Figure 5. The PowerVR 2NX development tool suite supports floating- to fixed-point conversion, along with accuracy simulation and evaluation of precision alternatives and optional partial retraining for accuracy improvement (top). Calculation precision control extends throughout the inference pipeline, along with potentially merging multiple layers into one (middle). And a run-time API spreads the total inference workload across multiple processing resources in a SoC (bottom).
The PowerVR 2NX tool suite supports developer evaluation of potential collapse of multiple neural network layers into one. The toolset also provides for optional retraining on a subset of the original model data for further accuracy improvement, as described by Imagination's Principal Research Engineer Paul Brasnett in a recent Embedded Vision Summit presentation focused specifically on GPUs but also applicable to neural network accelerators. And at runtime, the company's DNN (deep neural network) API dynamically partitions the total inference workload across available GPU, NNA and (MIPS) CPU core resources.

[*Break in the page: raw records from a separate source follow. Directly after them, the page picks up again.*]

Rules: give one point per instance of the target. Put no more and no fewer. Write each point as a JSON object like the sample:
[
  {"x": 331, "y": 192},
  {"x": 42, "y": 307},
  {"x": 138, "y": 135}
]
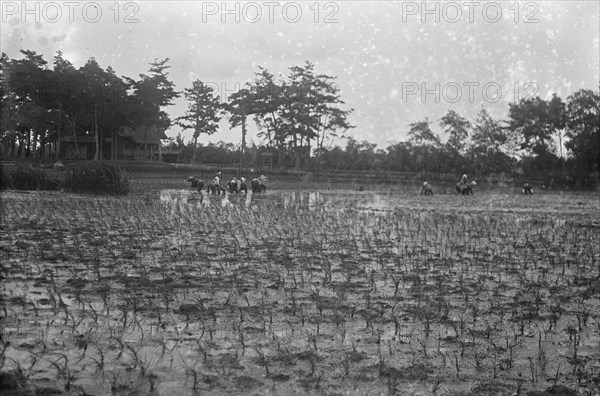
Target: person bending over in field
[
  {"x": 197, "y": 184},
  {"x": 426, "y": 189},
  {"x": 233, "y": 186},
  {"x": 215, "y": 185},
  {"x": 242, "y": 186}
]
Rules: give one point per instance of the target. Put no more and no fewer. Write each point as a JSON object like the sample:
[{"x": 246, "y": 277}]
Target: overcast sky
[{"x": 384, "y": 54}]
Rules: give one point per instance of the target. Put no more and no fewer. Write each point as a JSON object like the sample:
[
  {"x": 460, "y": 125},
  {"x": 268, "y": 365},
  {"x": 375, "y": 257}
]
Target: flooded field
[{"x": 300, "y": 292}]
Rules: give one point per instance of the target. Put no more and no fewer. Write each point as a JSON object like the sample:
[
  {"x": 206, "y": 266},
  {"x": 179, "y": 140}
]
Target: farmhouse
[{"x": 139, "y": 144}]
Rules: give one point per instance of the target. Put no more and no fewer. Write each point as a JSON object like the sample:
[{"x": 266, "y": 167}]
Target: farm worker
[
  {"x": 426, "y": 189},
  {"x": 263, "y": 180},
  {"x": 242, "y": 186},
  {"x": 197, "y": 184},
  {"x": 233, "y": 186}
]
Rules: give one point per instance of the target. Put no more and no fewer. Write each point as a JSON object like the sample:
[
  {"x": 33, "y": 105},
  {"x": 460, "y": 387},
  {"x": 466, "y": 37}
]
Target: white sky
[{"x": 380, "y": 51}]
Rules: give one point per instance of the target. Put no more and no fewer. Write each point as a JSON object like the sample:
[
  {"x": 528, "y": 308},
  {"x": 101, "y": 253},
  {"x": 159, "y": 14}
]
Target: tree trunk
[
  {"x": 243, "y": 138},
  {"x": 195, "y": 149},
  {"x": 97, "y": 152},
  {"x": 57, "y": 147},
  {"x": 34, "y": 144},
  {"x": 75, "y": 139}
]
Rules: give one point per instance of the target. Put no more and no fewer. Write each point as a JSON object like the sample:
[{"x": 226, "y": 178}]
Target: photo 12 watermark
[
  {"x": 469, "y": 91},
  {"x": 469, "y": 11},
  {"x": 70, "y": 11},
  {"x": 269, "y": 11}
]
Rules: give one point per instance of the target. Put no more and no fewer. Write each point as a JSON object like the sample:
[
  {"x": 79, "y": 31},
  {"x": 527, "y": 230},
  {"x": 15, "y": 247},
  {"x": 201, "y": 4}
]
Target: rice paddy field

The PowerVR 2NX NNA core is now running as a pre-beta prototype in a Xilinx FPGA (Video 1):
Video 1. A pre-beta version of Imagination Technologies neural network accelerator core is already tackling inference tasks inside a Xilinx FPGA.

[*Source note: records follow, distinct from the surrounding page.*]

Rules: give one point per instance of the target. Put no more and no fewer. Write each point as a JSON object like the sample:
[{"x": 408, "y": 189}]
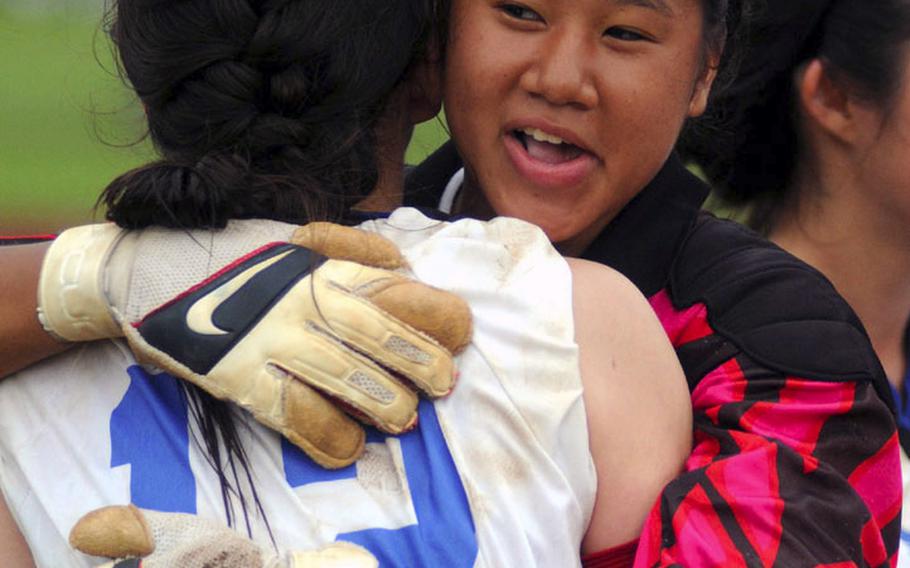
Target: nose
[{"x": 561, "y": 73}]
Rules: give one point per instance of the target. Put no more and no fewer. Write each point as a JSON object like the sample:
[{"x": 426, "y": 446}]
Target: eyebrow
[{"x": 656, "y": 5}]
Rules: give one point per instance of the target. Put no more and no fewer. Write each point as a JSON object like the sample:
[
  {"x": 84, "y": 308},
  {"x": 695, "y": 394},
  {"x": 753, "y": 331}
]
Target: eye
[
  {"x": 520, "y": 12},
  {"x": 625, "y": 34}
]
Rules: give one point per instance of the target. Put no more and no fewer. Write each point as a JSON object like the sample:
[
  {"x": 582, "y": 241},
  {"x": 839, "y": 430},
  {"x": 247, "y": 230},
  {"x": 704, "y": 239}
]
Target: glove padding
[
  {"x": 164, "y": 540},
  {"x": 266, "y": 330}
]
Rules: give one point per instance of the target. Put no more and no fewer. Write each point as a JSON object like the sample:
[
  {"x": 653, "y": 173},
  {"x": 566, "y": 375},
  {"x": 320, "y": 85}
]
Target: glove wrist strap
[{"x": 72, "y": 304}]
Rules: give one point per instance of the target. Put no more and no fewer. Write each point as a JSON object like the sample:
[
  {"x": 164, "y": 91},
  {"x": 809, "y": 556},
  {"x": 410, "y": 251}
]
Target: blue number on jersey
[
  {"x": 444, "y": 533},
  {"x": 149, "y": 430}
]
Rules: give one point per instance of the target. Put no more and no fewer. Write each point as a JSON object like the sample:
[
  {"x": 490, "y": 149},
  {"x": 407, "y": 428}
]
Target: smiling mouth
[{"x": 545, "y": 147}]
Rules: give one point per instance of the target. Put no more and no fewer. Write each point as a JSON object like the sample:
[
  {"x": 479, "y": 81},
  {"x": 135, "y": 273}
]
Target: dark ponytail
[
  {"x": 258, "y": 108},
  {"x": 751, "y": 161},
  {"x": 261, "y": 108}
]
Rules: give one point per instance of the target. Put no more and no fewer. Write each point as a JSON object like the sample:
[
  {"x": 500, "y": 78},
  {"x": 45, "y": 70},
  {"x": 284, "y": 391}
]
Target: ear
[
  {"x": 699, "y": 101},
  {"x": 424, "y": 87},
  {"x": 825, "y": 103}
]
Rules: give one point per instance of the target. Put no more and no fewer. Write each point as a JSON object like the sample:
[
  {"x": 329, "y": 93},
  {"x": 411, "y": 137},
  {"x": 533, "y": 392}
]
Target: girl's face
[{"x": 563, "y": 110}]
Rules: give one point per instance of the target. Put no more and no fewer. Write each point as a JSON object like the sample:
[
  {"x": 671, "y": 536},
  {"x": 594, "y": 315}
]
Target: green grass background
[{"x": 67, "y": 123}]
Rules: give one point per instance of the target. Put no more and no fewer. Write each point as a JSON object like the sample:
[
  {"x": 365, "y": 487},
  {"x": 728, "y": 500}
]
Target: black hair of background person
[
  {"x": 751, "y": 159},
  {"x": 264, "y": 108},
  {"x": 258, "y": 108}
]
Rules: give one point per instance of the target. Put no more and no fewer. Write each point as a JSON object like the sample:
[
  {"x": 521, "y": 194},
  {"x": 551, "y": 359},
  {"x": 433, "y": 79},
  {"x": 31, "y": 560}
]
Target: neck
[{"x": 835, "y": 227}]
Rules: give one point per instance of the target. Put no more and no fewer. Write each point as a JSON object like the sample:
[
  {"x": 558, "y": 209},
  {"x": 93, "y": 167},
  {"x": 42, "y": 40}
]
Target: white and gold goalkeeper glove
[
  {"x": 140, "y": 538},
  {"x": 291, "y": 323}
]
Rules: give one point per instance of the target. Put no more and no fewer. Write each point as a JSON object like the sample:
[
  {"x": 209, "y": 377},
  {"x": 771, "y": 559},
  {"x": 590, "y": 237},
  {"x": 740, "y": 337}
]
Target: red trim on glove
[{"x": 621, "y": 556}]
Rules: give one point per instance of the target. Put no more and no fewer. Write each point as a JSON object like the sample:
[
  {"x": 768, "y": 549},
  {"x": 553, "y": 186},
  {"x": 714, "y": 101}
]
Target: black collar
[{"x": 641, "y": 242}]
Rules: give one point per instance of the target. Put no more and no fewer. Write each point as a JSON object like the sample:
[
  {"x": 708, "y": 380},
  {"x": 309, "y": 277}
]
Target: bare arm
[
  {"x": 22, "y": 340},
  {"x": 636, "y": 398},
  {"x": 14, "y": 552}
]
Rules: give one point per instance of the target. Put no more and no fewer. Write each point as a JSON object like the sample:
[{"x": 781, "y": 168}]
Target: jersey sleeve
[{"x": 785, "y": 471}]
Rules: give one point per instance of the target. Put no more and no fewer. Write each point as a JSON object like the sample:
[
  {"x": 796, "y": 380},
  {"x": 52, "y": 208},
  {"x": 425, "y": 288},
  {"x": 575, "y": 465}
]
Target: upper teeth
[{"x": 541, "y": 136}]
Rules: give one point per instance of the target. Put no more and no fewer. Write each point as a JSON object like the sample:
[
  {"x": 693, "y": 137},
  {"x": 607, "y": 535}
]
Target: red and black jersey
[{"x": 795, "y": 459}]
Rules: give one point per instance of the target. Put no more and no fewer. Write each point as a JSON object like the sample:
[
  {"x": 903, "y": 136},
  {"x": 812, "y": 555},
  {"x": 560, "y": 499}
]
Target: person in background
[
  {"x": 566, "y": 113},
  {"x": 254, "y": 118},
  {"x": 820, "y": 161}
]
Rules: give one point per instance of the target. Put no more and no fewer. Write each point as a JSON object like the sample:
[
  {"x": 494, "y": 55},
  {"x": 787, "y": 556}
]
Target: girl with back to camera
[
  {"x": 566, "y": 113},
  {"x": 833, "y": 99},
  {"x": 242, "y": 109}
]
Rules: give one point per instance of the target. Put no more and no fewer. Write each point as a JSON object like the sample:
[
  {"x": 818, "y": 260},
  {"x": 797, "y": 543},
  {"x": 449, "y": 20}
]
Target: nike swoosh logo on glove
[{"x": 199, "y": 316}]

Imagination Technologies is targeting an 800 MHz (nominal)/1 GHz (max) clock speed when the core is implemented in a 16 nm ASIC. Initially supporting the Caffe deep learning framework, the development tool suite will shortly expand to include support for Google's TensorFlow (both full and Lite); other frameworks such as the Facebook-championed Caffe2, the Amazon-backed MXNet and Microsoft's Cognitive Toolkit are also under consideration. Available for licensing now, the core family design is forecasted to be finalized by the end of this year with initial SoC implementations targeted for the second half of 2018. Similarly, various PowerVR 9XE and 9XM graphics cores (now in internal beta) will roll out throughout the fourth quarter, with the majority of the initial planned family members scheduled to be available by the end of this year.

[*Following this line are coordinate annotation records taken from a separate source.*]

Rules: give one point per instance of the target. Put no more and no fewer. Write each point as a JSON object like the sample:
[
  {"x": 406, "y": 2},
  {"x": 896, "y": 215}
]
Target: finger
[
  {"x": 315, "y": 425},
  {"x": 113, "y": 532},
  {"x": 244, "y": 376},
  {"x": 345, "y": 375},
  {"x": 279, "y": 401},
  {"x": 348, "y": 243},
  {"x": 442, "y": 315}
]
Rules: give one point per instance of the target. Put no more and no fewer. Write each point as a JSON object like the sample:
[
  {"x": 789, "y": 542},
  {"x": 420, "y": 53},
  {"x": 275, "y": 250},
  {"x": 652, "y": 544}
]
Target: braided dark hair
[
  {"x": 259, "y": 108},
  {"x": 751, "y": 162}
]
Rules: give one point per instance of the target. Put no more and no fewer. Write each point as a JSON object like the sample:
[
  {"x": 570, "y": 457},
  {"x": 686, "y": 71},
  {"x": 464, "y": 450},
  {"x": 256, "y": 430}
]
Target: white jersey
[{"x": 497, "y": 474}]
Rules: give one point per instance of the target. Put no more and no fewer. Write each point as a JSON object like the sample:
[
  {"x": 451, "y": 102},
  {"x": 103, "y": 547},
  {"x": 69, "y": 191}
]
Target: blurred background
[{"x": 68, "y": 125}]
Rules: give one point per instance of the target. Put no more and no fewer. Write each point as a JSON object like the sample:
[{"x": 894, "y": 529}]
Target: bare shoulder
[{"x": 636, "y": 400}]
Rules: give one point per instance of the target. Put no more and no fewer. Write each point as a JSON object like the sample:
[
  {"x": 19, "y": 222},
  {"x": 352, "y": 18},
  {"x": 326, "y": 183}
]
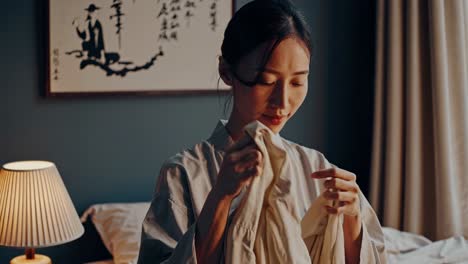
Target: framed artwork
[{"x": 135, "y": 46}]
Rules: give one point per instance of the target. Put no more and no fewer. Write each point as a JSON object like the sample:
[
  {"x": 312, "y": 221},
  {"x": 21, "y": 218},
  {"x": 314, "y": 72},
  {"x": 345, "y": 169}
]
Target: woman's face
[{"x": 282, "y": 85}]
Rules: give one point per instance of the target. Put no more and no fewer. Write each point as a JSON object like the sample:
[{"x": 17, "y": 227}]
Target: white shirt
[{"x": 185, "y": 180}]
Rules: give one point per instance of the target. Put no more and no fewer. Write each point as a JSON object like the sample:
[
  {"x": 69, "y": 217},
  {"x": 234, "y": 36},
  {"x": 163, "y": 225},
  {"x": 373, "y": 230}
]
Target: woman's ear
[{"x": 225, "y": 71}]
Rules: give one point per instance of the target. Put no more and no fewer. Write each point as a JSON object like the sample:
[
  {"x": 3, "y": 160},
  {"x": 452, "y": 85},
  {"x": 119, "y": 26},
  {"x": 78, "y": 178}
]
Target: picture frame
[{"x": 139, "y": 47}]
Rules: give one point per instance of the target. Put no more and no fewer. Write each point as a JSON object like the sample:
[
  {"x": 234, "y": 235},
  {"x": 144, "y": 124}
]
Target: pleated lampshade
[{"x": 35, "y": 208}]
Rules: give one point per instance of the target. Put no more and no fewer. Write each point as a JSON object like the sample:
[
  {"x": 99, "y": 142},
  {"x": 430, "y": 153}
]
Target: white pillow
[{"x": 119, "y": 225}]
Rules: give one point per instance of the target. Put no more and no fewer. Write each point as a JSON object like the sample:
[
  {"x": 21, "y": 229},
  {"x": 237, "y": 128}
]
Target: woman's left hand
[{"x": 341, "y": 187}]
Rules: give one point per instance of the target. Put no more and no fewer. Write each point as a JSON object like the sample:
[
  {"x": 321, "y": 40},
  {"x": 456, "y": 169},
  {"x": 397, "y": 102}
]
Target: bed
[{"x": 119, "y": 227}]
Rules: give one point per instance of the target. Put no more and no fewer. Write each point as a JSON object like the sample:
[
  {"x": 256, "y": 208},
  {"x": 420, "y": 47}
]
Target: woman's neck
[{"x": 234, "y": 126}]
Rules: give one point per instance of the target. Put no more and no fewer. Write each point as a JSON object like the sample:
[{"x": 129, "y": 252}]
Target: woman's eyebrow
[{"x": 277, "y": 72}]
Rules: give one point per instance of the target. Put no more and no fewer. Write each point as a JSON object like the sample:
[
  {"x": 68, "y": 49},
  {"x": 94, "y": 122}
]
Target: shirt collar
[{"x": 220, "y": 137}]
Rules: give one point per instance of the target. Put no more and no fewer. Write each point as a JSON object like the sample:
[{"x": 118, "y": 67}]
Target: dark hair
[{"x": 258, "y": 22}]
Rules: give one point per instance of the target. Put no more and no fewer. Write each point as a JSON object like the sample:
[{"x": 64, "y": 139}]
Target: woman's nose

Overshadowing all of these product announcements is the company's pending subdivision and takeover. Back in June, Imagination Technologies put itself up for sale, after having announced one month earlier that it planned to spin off its MIPS CPU and Ensigma communications IP businesses. And just last weekend, the planned purchasers were revealed; the MIPS CPU division is being sold to Tallwood Venture Capital, while the remainder of the company (including the various PowerVR product lines) is being acquired by Canyon Bridge. For its part, Canyon Bridge has pledged to continue investing in Imagination’s various research and development activities, and currently plans no job cuts.